Berawal usulan dari Kamar Dagang dan Industri (KADIN) Indonesia agar pengunjung dan pekerja mall harus menunjukkan sertifikat vaksin Covid-19 saat penerapan PPKM. Tujuannya supaya mall atau pusat perbelanjaan dapat beroperasi sehingga perekonomian kembali berjalan. Usulan ini akhirnya direspon pemerintah dengan melaksanakan ujicoba pembukaan izin operasional 138 pusat perbelanjaan dan mall di Jakarta, Bandung, Semarang dan Surabaya pada 10 Agustus sampai 16 Agustus 2021.

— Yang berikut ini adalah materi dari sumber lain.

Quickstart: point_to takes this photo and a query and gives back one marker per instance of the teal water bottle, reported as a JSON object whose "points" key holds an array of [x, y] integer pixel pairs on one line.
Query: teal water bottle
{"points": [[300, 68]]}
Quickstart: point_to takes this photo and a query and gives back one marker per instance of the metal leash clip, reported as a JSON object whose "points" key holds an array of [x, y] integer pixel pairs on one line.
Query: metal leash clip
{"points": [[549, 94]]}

Bagi saya dan keluarga yang memang jarang bepergian ke pusat perbelanjaan atau pun mall, kebijakan pemerintah ini tidak terlalu berpengaruh. Namun berbeda halnya dengan masyarakat yang memang perekonomiannya tergantung pada buka atau tutupnya mall yakni para pekerja di pusat perbelanjaan tersebut. Kebijakan pemerintah untuk membuka mall tentunya memberi harapan baru bagi mereka yang dirumahkan beberapa waktu lalu.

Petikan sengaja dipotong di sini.